The structural stability and domain structure of the pentameric B-subunit of cholera toxin have been measured as a function of different perturbants in order to assess the magnitude of the interactions within the B-subunits. For these studies, temperature, guanidine hydrochloride (GuHCl), and pH were used as perturbants, and the effects were measured by high-sensitivity differential scanning calorimetry, isothermal reaction calorimetry, fluorescence spectroscopy, and partial protease digestion.
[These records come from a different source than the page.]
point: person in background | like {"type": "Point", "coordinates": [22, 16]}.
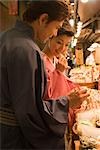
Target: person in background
{"type": "Point", "coordinates": [27, 121]}
{"type": "Point", "coordinates": [58, 83]}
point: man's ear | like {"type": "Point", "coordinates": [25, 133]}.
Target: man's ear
{"type": "Point", "coordinates": [43, 19]}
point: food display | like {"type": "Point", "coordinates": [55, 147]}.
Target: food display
{"type": "Point", "coordinates": [87, 124]}
{"type": "Point", "coordinates": [88, 128]}
{"type": "Point", "coordinates": [84, 74]}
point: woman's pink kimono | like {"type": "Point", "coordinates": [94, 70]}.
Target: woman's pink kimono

At pH 7.5 and in the absence of any additional perturbants, the thermal unfolding of the B-subunit pentamer is characterized by a single peak in the heat capacity function centered at 77-degrees-C and characterized by a DELTA-H(cal) of 328 kcal/mol of B-subunit pentamer and DELTA-H(vh)/DELTA-H(cal) of 0.3. Lowering the pH down to 4 or adding GuHCl up to 2 M results in a decrease of the calorimetric enthalpy with no significant effect on the van't Hoff enthalpy. The transition enthalpy decreases in a sigmoidal fashion with pH, with an inflection point centered at pH 5.3. Isothermal titration calorimetric studies as a function of pH also report a transition centered at pH 5.3 and characterized by an enthalpy change of 27 kcal/mol of B-subunit pentamer at 27-degrees-C. Below this pH, the enthalpy change for the unfolding transition is reduced to approximately 100 kcal/mol of B-subunit pentamer. Similar behavior is obtained with GuHCl. In this case, a first transition is observed at 0.5 M GuHCl and a second one at 3 M GuHCl. Trypsin digestion studies show that at pH 5.0 the B-subunit is 4 times more susceptible to digestion than at pH 7.0 and that at pH 5.0 limited proteolysis results in two fragments of approximately 7 and approximately 5 kDa. These studies provide strong evidence that the B-subunits of cholera toxin are composed of two folding/unfolding domains and that the interactions between the two domains within the same subunit and between subunits are able to account for the cooperative behavior of the entire pentameric ring.